Scout Lake Trail

This short hike out to a small lake is short, approachable, and reasonably rewarding.
Total Distance: 3.0 miles
Total Ascent: 900ft
Highest Point: 3900ft
Difficulty: Moderate
Our Hiking Time: 2h 20m
Required Permit: Northwest Forest Pass
To get there, take Exit 47 off I-90 and take a right over the bridge. At the intersection, turn right onto Tinkham Road (aka Forest Road 55). Continue for roughly a mile to a fork and veer left onto the Hansen Creek Road (aka Forest Road 5510). Follow the road under the old railroad trestle and up two switchbacks. Continue up for another half-mile or so past a locked yellow gate to an unmarked road that intersects FR 5510. Find a spot to park along the road and follow the spur uphill. View Google Directions >>
The short trail begins along a spur road off Hansen Creek Road (FR 5510). Follow the logging road for about a half-mile to the actual trail, which roughly follows a tributary of Hansen Creek up to Scout Lake. While occasionally narrow and a touch overgrown, the trail is generally easy to follow and not too steep. At one point, a washout creates some confusion as the trail seems to diverge in different directions – but either route will re-connect with the trail if you keep a sharp eye out for it. When in doubt, backtrack and you’ll soon be on the right path. During the summer, skipping across the creek over rocks and log bridges was a snap, though with heavier flow or icy conditions it could easily become more challenging.

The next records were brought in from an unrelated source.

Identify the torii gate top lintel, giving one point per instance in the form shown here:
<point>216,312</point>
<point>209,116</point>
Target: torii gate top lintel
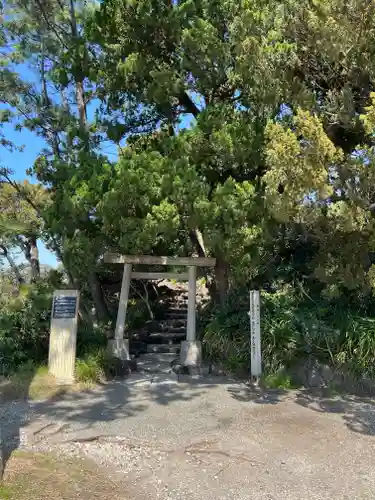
<point>128,260</point>
<point>113,258</point>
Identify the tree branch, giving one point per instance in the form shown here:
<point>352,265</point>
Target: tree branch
<point>188,104</point>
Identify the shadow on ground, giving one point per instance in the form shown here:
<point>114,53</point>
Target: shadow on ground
<point>11,418</point>
<point>357,413</point>
<point>121,399</point>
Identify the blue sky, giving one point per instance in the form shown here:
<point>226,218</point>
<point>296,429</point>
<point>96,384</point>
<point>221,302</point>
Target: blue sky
<point>19,162</point>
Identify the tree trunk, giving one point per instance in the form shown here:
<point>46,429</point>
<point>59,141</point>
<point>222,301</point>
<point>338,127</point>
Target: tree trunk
<point>12,265</point>
<point>34,260</point>
<point>221,284</point>
<point>97,296</point>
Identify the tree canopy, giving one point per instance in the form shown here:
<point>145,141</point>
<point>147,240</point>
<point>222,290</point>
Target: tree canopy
<point>240,130</point>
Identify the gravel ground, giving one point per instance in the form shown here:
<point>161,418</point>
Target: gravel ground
<point>210,438</point>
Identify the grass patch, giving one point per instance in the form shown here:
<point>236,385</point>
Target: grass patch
<point>39,476</point>
<point>35,382</point>
<point>278,380</point>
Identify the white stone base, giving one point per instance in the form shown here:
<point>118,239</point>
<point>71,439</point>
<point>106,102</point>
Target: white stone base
<point>119,348</point>
<point>191,353</point>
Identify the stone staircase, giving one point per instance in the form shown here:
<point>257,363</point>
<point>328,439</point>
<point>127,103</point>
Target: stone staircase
<point>159,348</point>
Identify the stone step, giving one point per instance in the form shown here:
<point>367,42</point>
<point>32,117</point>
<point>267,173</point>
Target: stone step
<point>170,329</point>
<point>173,322</point>
<point>176,309</point>
<point>166,337</point>
<point>163,348</point>
<point>156,362</point>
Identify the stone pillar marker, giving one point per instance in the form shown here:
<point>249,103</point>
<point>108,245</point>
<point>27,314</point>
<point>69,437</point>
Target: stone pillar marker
<point>119,347</point>
<point>63,335</point>
<point>191,350</point>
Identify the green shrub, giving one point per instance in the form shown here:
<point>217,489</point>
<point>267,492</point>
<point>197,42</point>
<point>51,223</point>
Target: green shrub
<point>24,329</point>
<point>294,327</point>
<point>90,368</point>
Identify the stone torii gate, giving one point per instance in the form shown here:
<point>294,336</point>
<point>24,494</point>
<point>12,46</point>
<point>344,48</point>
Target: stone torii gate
<point>190,348</point>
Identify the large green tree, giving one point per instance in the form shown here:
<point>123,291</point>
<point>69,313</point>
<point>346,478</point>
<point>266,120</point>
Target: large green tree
<point>244,131</point>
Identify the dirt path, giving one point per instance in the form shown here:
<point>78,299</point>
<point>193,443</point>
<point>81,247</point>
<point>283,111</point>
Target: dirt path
<point>214,438</point>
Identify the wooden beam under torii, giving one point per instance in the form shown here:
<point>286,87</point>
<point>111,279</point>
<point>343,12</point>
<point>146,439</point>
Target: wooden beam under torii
<point>190,350</point>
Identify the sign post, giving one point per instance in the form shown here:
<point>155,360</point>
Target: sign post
<point>256,354</point>
<point>63,335</point>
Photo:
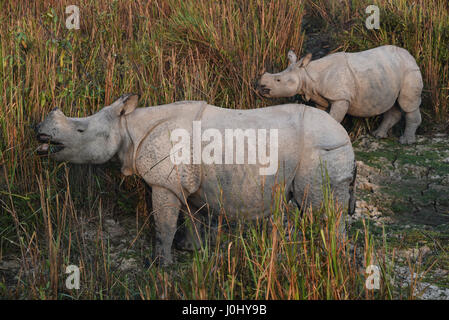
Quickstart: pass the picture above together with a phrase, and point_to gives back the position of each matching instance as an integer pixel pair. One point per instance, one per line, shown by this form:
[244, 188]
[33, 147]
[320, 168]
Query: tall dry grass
[166, 51]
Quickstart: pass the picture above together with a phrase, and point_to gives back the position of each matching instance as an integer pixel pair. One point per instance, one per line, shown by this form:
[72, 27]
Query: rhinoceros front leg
[166, 206]
[391, 117]
[339, 109]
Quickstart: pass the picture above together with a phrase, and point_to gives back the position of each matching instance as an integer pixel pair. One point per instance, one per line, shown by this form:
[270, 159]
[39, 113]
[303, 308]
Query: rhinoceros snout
[263, 90]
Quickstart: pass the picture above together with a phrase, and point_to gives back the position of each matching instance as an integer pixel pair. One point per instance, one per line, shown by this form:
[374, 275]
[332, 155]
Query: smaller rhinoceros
[142, 138]
[363, 84]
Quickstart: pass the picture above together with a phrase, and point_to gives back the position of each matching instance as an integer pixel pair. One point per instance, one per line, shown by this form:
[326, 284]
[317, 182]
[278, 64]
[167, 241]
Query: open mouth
[48, 146]
[263, 90]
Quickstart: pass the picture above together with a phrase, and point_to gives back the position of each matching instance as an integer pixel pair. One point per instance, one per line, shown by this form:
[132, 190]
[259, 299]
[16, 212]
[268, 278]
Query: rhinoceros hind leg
[166, 206]
[412, 121]
[391, 117]
[188, 238]
[339, 166]
[339, 109]
[409, 100]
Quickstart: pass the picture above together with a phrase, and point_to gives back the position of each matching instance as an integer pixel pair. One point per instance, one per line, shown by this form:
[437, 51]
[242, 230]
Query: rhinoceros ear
[125, 104]
[304, 61]
[291, 57]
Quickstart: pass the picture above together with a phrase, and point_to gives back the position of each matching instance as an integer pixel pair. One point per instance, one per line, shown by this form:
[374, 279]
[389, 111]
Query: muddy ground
[404, 191]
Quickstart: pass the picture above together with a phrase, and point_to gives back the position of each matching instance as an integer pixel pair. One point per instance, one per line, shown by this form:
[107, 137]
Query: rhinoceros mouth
[263, 90]
[48, 145]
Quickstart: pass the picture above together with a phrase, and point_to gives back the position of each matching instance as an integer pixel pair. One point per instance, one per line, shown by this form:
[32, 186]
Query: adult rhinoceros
[142, 138]
[362, 84]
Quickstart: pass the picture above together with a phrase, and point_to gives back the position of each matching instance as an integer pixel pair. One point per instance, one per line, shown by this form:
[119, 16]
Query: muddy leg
[412, 122]
[339, 109]
[166, 208]
[190, 239]
[391, 117]
[410, 99]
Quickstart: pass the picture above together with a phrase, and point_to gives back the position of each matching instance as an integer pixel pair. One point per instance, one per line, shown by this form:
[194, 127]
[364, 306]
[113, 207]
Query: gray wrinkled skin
[141, 139]
[363, 84]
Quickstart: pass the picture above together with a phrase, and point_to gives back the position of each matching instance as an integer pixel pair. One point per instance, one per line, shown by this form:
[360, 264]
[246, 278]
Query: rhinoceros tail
[352, 198]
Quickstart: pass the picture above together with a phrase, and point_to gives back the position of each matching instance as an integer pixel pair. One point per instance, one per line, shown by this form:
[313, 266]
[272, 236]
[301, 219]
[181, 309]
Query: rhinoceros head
[93, 139]
[286, 83]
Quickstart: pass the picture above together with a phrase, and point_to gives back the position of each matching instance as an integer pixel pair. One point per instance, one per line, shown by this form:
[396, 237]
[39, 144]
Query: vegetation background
[167, 51]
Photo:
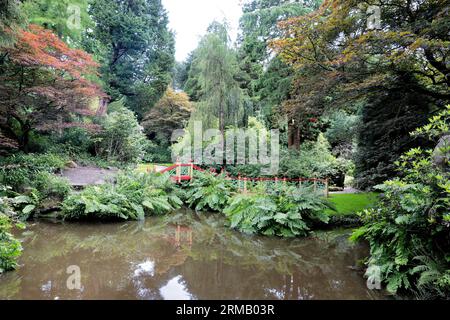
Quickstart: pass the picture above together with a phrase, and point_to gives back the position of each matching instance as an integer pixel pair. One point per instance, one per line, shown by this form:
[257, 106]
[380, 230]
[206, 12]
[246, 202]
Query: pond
[183, 256]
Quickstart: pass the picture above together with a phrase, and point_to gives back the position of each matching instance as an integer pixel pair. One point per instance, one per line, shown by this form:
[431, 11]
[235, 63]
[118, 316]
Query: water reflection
[184, 256]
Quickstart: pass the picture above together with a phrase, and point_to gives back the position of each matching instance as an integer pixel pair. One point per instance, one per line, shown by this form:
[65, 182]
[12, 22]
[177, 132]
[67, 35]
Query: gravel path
[84, 176]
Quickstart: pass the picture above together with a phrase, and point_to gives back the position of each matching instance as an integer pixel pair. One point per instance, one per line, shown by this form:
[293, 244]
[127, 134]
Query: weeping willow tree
[212, 78]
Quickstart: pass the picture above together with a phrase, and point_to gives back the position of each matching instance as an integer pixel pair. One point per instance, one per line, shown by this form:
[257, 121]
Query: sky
[189, 19]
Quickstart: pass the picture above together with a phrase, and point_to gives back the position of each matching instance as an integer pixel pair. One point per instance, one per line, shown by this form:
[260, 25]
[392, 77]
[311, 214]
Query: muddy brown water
[182, 256]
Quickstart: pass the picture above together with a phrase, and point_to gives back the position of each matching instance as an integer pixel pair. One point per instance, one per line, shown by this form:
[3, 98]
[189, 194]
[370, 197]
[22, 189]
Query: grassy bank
[350, 204]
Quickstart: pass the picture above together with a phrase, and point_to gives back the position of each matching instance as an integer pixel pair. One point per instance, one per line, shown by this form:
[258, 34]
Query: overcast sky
[190, 19]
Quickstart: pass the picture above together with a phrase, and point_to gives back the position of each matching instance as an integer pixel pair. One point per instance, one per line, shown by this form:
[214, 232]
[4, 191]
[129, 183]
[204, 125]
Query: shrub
[314, 160]
[409, 230]
[19, 171]
[134, 196]
[208, 192]
[288, 213]
[122, 137]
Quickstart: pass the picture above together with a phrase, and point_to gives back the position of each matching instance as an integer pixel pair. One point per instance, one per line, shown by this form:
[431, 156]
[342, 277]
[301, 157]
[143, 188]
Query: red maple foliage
[44, 85]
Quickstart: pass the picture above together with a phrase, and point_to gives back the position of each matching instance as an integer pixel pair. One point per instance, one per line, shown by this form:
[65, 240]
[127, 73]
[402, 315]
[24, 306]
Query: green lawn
[348, 204]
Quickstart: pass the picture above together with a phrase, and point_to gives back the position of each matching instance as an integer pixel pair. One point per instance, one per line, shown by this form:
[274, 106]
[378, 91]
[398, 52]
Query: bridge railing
[185, 172]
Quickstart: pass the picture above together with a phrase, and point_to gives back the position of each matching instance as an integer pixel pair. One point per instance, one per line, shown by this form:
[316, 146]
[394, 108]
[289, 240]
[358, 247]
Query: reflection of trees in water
[247, 267]
[137, 259]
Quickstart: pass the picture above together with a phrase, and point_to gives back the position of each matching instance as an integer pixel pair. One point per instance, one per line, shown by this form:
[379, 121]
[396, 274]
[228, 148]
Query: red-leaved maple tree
[44, 85]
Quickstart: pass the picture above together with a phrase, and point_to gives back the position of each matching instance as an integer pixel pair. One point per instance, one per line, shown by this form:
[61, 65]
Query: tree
[121, 137]
[265, 78]
[136, 49]
[43, 85]
[10, 20]
[398, 70]
[213, 71]
[171, 112]
[68, 19]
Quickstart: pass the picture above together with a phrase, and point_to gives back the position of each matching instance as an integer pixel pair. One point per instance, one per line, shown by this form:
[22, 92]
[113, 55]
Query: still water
[183, 256]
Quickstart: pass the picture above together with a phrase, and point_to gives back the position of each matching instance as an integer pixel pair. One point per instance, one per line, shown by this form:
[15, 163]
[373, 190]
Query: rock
[71, 165]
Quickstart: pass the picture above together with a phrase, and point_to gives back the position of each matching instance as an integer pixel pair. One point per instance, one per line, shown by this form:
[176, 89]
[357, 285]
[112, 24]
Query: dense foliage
[43, 85]
[136, 49]
[122, 138]
[393, 74]
[408, 230]
[288, 213]
[209, 193]
[133, 197]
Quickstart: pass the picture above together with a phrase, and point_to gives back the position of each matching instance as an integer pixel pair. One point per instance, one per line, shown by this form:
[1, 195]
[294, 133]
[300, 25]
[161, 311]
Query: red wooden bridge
[186, 172]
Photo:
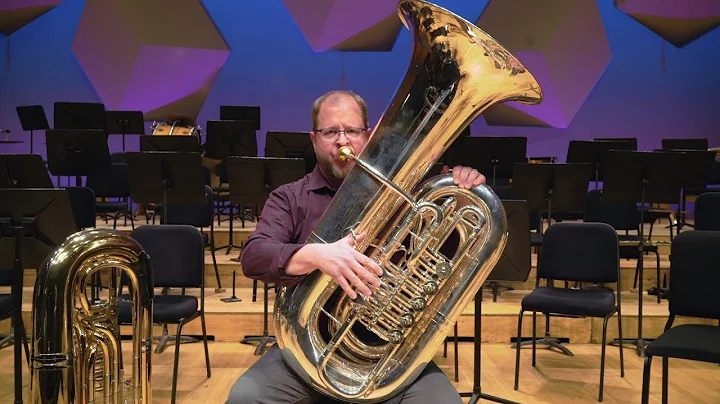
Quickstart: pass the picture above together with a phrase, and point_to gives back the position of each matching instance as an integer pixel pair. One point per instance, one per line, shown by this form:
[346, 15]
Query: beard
[332, 167]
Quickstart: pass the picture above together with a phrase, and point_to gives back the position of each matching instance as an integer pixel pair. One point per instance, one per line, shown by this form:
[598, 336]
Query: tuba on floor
[436, 242]
[76, 355]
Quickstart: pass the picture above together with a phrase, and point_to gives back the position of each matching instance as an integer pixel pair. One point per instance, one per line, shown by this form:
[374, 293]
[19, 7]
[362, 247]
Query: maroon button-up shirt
[289, 216]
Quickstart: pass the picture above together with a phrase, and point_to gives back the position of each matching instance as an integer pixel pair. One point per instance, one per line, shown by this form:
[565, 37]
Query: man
[276, 252]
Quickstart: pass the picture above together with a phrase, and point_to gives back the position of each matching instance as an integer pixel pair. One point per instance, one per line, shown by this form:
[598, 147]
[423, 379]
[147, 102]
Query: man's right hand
[340, 261]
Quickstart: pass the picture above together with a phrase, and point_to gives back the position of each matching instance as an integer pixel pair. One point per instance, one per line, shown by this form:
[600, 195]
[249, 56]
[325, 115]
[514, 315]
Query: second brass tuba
[436, 242]
[76, 355]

Scout Lake is tucked into a cirque below Humpback Mountain and Bearscout Peak. The quiet, talus-lined bowl and flat lakeshore make for great camping, and we saw some evidence that the fish were biting as well. Find a quiet spot on the shore and enjoy a taste of nature. Not tired yet? Never fear. From here, it’s easy for the hardened hiker to extend the trip up the ridge to the top of Humpback or find your way down to Annette Lake.

This is a fun little trail to take just about anyone on, just rough enough around the edges to seem like an adventure. Although the short jaunt along a rocky logging road is nothing special, once you get into the woods, the surroundings are pleasant and inviting. As an added bonus, the lake is a little off the radar and we didn’t see any other hikers along the way, just a few backpackers at the lake. The lack of company only adds to the lake’s secluded feel. All and all, we recommend this little hike that has a little something for everyone.


Presumably, like a number of other lakes in Washington around the country, Scout Lake was named for the Boy Scouts that frequented its shores back in the day. It may still be a popular destination for various local troops, but we never spied any uniforms among the few tents we saw camped at the lake.